He drove slowly, at forty kilometres an hour, when from around a slight bend ahead a small red sports car came weaving towards him. It brought to mind his first encounter with such a maniac several days ago; when he had been civilized and inexperienced enough to get driven off the road and almost killed.

The car was at a distance still, and there would be time to act. He pulled into the side and stopped his Thundercloud. ‘Get out,' he said to Jaquiline. They crouched behind the car, her heart thumping as she witnessed the mad career of the Zap, ready to throw herself clear should it decide to crash against the superior weight of their estate car.

Benjamin picked up a sub-machine-gun and took aim, standing by the right headlamp.

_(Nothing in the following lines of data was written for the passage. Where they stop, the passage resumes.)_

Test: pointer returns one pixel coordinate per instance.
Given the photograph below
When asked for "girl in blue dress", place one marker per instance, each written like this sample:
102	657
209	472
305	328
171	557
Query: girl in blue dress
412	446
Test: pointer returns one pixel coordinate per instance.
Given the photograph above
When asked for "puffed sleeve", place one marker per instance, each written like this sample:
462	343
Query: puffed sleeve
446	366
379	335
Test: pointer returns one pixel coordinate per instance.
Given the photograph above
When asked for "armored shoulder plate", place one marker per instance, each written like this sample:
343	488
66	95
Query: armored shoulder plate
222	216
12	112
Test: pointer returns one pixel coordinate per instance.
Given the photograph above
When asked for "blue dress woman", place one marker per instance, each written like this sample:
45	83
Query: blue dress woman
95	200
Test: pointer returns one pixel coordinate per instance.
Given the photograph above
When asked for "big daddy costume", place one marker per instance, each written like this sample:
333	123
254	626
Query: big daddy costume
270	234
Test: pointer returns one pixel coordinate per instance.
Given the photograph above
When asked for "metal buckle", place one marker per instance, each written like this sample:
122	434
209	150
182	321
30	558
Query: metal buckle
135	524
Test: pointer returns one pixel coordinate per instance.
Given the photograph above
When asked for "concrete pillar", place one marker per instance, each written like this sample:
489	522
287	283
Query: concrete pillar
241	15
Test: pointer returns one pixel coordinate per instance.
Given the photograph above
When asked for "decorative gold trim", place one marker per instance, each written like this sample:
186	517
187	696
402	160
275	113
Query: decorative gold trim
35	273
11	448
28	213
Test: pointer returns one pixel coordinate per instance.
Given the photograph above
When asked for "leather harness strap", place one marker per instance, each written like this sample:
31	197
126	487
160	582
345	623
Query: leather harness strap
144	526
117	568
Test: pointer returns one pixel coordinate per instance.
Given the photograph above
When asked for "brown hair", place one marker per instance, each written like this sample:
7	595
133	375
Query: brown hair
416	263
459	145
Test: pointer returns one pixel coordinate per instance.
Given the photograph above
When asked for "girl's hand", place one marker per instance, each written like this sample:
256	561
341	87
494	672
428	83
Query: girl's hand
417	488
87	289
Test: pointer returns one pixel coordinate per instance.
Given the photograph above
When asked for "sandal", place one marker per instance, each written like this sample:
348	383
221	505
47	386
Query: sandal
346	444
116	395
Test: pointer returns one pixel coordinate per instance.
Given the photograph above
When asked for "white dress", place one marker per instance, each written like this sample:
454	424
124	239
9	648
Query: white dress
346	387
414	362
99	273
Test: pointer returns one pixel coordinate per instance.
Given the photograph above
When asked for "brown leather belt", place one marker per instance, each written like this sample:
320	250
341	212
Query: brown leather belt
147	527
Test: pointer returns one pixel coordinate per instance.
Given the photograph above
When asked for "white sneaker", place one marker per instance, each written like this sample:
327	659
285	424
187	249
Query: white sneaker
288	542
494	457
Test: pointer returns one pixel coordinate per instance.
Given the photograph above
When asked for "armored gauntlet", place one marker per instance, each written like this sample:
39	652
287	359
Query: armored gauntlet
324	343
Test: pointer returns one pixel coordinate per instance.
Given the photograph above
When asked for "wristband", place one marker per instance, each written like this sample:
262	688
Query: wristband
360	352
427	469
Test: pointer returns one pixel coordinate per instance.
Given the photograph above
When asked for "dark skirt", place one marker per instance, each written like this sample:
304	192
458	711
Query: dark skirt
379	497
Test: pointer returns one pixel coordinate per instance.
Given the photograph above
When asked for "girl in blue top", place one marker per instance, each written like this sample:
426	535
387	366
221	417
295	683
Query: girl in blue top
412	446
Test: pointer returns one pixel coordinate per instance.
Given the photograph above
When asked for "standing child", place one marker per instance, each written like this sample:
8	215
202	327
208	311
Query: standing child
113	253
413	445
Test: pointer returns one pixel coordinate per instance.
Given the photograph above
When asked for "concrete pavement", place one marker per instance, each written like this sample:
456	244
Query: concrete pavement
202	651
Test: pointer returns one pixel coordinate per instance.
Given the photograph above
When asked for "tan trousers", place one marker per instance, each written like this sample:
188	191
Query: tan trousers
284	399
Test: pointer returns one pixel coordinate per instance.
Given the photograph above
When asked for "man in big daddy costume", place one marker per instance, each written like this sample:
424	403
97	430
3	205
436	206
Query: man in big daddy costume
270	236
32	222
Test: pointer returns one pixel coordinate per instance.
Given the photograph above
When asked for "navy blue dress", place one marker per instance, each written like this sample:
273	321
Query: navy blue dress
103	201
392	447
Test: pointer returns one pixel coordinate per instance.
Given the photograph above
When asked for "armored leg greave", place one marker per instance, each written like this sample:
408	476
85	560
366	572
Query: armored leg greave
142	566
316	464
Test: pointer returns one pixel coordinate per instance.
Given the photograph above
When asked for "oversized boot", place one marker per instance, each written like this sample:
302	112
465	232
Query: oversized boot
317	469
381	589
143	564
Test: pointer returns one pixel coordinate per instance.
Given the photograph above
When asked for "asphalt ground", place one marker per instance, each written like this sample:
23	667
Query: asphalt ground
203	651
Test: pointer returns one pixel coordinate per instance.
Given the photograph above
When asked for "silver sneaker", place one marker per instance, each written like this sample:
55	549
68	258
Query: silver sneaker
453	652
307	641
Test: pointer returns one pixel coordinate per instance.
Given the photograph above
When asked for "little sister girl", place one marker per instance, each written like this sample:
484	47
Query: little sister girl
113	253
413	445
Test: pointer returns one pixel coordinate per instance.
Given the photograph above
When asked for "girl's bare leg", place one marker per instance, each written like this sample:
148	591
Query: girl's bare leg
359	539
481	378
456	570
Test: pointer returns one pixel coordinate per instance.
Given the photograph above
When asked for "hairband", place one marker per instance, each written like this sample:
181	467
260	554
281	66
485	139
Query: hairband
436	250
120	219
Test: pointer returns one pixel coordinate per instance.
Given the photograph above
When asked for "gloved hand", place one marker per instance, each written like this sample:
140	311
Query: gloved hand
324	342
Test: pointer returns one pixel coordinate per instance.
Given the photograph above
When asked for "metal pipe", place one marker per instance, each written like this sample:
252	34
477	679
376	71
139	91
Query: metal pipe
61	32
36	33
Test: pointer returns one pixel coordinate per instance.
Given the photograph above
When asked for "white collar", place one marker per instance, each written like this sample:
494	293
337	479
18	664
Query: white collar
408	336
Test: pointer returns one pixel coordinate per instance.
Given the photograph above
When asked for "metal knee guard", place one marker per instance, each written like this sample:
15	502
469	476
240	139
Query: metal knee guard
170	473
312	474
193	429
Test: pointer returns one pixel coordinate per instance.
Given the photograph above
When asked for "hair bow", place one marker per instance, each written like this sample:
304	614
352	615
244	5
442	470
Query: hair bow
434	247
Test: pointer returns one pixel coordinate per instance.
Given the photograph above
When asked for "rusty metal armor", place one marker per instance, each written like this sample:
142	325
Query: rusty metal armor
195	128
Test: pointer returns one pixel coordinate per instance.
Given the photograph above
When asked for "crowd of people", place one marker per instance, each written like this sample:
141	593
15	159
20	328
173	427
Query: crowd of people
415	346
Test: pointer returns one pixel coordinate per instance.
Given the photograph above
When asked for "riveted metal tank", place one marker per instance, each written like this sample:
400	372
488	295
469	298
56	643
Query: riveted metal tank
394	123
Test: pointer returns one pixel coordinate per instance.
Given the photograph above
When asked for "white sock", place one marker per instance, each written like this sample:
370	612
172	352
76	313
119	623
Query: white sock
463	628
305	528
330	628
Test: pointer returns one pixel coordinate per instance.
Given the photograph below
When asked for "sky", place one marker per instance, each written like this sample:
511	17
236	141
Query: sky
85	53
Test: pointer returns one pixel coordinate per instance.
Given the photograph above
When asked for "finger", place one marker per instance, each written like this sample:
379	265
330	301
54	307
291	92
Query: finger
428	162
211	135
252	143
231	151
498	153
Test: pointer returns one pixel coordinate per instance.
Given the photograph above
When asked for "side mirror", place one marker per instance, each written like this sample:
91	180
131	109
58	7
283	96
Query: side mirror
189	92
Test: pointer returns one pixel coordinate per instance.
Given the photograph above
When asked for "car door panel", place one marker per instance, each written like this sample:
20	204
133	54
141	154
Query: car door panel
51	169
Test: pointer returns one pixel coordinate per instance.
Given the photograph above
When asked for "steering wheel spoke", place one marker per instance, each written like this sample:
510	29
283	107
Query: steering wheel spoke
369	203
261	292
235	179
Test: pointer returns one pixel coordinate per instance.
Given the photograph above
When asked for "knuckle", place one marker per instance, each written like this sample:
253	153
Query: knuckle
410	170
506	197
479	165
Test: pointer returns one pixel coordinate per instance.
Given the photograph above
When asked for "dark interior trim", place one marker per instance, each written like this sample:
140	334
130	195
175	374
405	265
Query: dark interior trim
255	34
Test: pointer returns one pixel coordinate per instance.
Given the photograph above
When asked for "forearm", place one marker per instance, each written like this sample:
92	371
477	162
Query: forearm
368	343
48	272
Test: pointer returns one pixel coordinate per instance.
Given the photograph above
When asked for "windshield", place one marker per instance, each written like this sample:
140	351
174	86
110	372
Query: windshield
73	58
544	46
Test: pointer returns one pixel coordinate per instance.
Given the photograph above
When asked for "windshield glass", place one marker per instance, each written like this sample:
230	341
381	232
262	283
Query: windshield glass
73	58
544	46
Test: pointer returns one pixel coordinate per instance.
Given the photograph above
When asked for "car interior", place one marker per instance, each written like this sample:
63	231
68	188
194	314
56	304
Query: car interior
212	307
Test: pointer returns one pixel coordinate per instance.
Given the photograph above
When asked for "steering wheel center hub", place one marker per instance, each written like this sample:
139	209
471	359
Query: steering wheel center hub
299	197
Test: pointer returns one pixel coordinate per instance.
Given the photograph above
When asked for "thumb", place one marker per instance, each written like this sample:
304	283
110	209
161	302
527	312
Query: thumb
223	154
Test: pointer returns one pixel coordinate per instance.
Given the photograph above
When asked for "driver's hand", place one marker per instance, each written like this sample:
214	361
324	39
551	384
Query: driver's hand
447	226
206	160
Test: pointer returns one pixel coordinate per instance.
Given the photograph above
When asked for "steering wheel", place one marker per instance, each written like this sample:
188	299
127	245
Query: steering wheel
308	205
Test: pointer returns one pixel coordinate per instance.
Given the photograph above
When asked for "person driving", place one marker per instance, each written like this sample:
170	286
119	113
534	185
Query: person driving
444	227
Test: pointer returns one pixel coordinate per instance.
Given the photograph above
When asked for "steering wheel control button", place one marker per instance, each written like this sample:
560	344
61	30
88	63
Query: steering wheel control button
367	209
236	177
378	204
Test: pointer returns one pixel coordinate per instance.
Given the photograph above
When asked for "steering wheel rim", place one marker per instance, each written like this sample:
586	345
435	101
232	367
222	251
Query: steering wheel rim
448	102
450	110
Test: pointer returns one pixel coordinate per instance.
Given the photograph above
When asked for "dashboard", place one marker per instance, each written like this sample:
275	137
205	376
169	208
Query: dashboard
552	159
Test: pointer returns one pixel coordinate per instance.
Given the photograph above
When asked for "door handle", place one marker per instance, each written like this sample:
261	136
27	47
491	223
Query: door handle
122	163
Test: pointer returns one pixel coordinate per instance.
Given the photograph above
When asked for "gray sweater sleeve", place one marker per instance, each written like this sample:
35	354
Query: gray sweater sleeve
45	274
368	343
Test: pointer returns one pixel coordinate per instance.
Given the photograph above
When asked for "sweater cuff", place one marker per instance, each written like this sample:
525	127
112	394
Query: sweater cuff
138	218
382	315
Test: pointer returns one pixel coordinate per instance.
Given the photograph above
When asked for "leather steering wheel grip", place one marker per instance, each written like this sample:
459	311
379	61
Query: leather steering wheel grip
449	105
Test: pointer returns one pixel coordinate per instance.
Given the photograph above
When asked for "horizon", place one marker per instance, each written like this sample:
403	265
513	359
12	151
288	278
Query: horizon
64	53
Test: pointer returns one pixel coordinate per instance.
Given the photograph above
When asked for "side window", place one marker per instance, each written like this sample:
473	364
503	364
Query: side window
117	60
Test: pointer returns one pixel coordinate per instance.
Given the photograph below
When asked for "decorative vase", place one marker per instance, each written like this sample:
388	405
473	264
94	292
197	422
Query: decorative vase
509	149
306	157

A few moments would pass before the car drew level and he could open fire, meanwhile keeping the gun halfway to his shoulder.

The Zap slowed, and straightened course. A face at the windscreen looked at him, all teeth, fair hair, and homicidal sweat. The driver levelled a gun through the open window. Benjamin dropped, spattered by the glass of his own headlamp.

The Zap passed, but with the coolness and accuracy that can come with extreme rage, Benjamin stood up and fired the whole magazine at the petrol tank of the retreating car. Without looking, he rummaged for another clip, but saw smoke pouring out of the Zap as it zigzagged on its way. The dead silence of the earth was shaken by a grunt of wind, as the car went up in a column of smoke and flame. ‘That's the second time those Zaps have tried to kill me,' he smiled, courteously opening the door of the Thundercloud so that Jaquiline could get in.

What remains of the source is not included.